Ça y est, le décor change. À l’ASSE, l’arrivée d’Ian Cathro n’a rien d’un simple “remplacement de coach”: c’est un choix de trajectoire. Et quand on choisit une trajectoire offensive, on ne peut pas ensuite demander à l’équipe de jouer en apnée défensive. Le football, lui, n’a pas de bouton “mode économie”.
Sur le papier, Cathro coche des cases qui parlent à un club qui veut construire. Il a bourlingué, il a côtoyé des environnements exigeants, et il a surtout une réputation de coach qui cherche à faire jouer. L’Équipe l’annonce comme successeur de Philippe Montanier, avec un profil qui a déjà travaillé à haut niveau et dans plusieurs pays.

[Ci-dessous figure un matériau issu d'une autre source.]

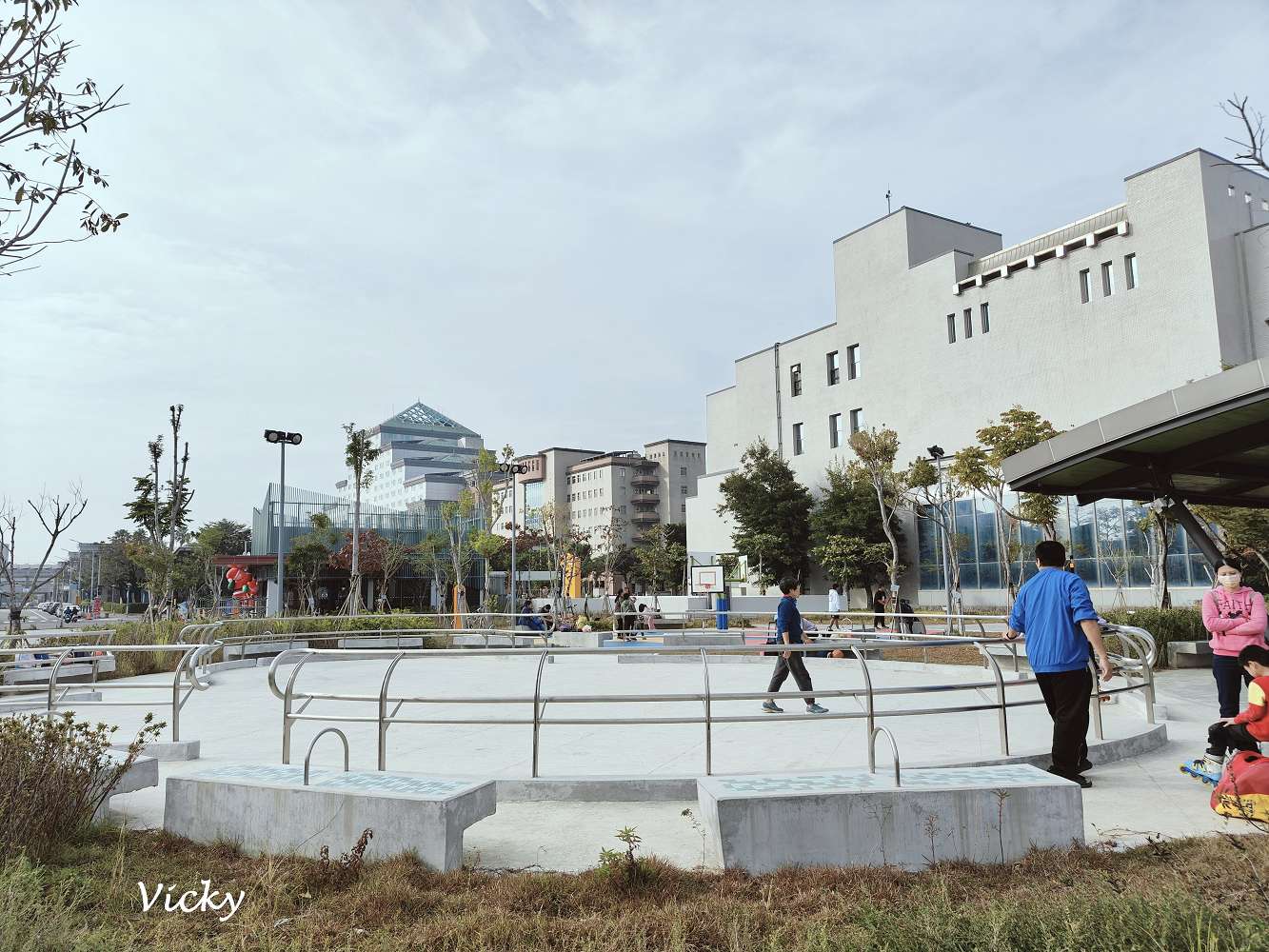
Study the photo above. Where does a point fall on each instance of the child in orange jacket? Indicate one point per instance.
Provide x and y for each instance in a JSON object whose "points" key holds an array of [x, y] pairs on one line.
{"points": [[1246, 730]]}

Mais à Saint-Étienne, le style n’est pas un poster accroché dans le vestiaire. Il devient une contrainte. Une contrainte de recrutement, d’abord. Un entraîneur offensif a besoin de latéraux capables d’avancer sans offrir un boulevard derrière, de milieux qui protègent la transition et de joueurs qui acceptent de courir quand le ballon n’est pas “chez eux”. Sinon, l’attaque devient une punition: on pousse, on s’expose, et on finit par courir après le score comme après un bus qui ne s’arrête jamais.
Le deuxième point, c’est la défense. Pas la défense “au courage”, celle qui tient parce que les jambes sont encore fraîches. La défense “au collectif”, celle qui sait où se placer quand l’adversaire récupère. Cathro a un projet, mais l’ASSE a surtout un besoin: stabiliser les fondamentaux. Et c’est là que le mercato devient le vrai procès. Pas celui des intentions, celui des profils.
On peut aussi rappeler une évidence qui fâche: l’expérience de Cathro en tant que numéro un a connu des zones plus délicates, notamment à Hearts. Ce n’est pas un détail. C’est une raison de plus pour ne pas confondre “idée de jeu” et “idée de survie”. Si l’ASSE lui donne un effectif bancal, le projet offensif ne s’effondre pas: il se déforme. Et quand un projet se déforme, il finit souvent par ressembler à ce qu’on voulait éviter.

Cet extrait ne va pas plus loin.